- Born: Sarah Elizabeth Kelsoe February 28, 1932 Roseville, California, U.S.
- Died: March 5, 2022 (aged 90)
- Occupations: Restaurateur, chef
- Known for: Co-founder of The French Laundry, farm-to-table movement pioneer
- Spouse: Donald Schmitt (m. 1953–2017)
- Children: 5, including Karen Bates

= Sally Schmitt =

American restaurateur (c. 1931–2022)

Sally Schmitt (February 28, 1932 – March 5, 2022) was an American restaurateur who helped launch California's farm to table movement. She was the original chef and co-founder of The French Laundry.

==Biography==
Sally Schmitt was born Sarah Elizabeth Kelsoe in Roseville, California. She grew up on a farm and initially learned to cook from her mother. Sally studied Home Economics at the University of California, Davis and graduated from the University of California, Berkeley in 1952. The following year she married banker Donald Schmitt. Together the couple had five children. The couple relocated to Yountville, California in 1967, where Don managed the Vintage 1870 shopping center (today V Marketplace).

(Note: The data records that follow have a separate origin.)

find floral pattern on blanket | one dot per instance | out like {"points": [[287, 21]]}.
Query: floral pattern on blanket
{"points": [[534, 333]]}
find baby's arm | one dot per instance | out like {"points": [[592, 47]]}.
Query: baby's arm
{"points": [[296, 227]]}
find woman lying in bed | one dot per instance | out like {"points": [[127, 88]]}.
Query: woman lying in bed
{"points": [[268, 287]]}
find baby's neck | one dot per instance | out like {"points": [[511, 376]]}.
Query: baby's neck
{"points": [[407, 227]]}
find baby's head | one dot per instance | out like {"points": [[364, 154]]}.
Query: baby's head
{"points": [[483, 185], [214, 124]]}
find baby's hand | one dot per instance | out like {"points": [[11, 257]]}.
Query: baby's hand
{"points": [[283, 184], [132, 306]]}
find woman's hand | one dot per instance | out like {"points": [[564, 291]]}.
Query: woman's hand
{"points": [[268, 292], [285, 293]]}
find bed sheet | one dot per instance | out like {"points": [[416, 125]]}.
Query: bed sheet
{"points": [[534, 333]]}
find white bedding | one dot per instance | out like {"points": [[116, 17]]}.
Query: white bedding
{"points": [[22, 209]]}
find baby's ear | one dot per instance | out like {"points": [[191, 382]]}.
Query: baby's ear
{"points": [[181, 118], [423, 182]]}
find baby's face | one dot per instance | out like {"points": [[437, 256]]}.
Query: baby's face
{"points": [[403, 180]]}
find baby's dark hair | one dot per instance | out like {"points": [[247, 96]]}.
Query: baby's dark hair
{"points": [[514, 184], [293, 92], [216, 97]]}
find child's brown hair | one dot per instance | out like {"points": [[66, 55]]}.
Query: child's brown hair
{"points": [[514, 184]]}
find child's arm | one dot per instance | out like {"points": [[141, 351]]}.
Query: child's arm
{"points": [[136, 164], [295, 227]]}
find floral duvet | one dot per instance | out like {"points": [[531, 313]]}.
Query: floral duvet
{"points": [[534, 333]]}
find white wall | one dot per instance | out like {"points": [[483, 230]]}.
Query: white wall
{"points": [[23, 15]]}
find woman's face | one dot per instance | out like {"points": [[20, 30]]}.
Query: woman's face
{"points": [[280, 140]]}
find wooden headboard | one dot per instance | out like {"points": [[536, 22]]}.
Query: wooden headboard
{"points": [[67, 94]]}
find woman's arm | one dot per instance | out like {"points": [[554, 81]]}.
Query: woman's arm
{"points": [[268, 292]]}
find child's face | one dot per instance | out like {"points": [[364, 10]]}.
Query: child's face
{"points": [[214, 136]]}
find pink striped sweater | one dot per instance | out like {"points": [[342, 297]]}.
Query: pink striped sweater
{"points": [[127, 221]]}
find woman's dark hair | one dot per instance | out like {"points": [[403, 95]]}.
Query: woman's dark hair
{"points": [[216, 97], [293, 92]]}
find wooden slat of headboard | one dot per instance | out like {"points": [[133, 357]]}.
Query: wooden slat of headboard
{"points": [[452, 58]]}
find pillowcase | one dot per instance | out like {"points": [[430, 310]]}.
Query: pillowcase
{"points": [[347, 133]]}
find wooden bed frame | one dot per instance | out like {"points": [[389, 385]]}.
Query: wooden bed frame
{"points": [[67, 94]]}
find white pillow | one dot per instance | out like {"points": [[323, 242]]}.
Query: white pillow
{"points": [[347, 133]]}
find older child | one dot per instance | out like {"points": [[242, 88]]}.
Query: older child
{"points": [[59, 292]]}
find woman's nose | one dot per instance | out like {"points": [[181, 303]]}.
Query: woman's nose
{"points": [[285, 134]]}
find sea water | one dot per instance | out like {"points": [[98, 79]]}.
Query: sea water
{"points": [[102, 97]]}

While Don managed the shopping center, Sally took charge of the Vintage Cafe, a burger joint with soda fountain and Napa Valley's first and only espresso machine. Within three years, she had opened The Chutney Kitchen restaurant in a vacant corner of Vintage 1870, designing her own kitchen to use for the restaurant and for making chutney to sell to her customers.

The Schmitts opened the French Laundry restaurant on February 7, 1978. The restaurant served one prix fixe dinner a night, and every day there was a different menu: a choice of three starters, a soup, an entree, a green salad with cheese and a choice of three desserts. Both the food and wine were locally sourced. The menu featured rustic French fare. Former San Francisco Chronicle critic Michael Bauer called Sally "a true pioneer" not only for being a female chef in a male-dominated sphere, but also for offering an all-California wine list. The tables were booked months in advance. The restaurant was so popular that even culinary luminaries such as Julia Child and Jeremiah Tower had to pull strings to get a table.

The couple sold the restaurant to chef Thomas Keller in 1994. Keller kept the name of Schmitt's restaurant and continued Sally's tradition of inviting guests into the kitchen after a meal. He also pays tribute to her annually by serving one of her prix fixe menus. Keller also marks The French Laundry's birthday on February 9 — the day the Schmitts first opened its doors to the public, not the day he opened his iteration of the establishment.

The Schmitts later helped operate the Apple Farm in Philo, California with their daughter Karen Bates. Grandson Perry Hoffman also worked at Apple Farm and is now a Michelin starred chef.

Don Schmitt died in 2017. Sally Schmitt died on March 5, 2022, at the age of 90. Her cookbook, Six California Kitchens, was released posthumously in April 2022.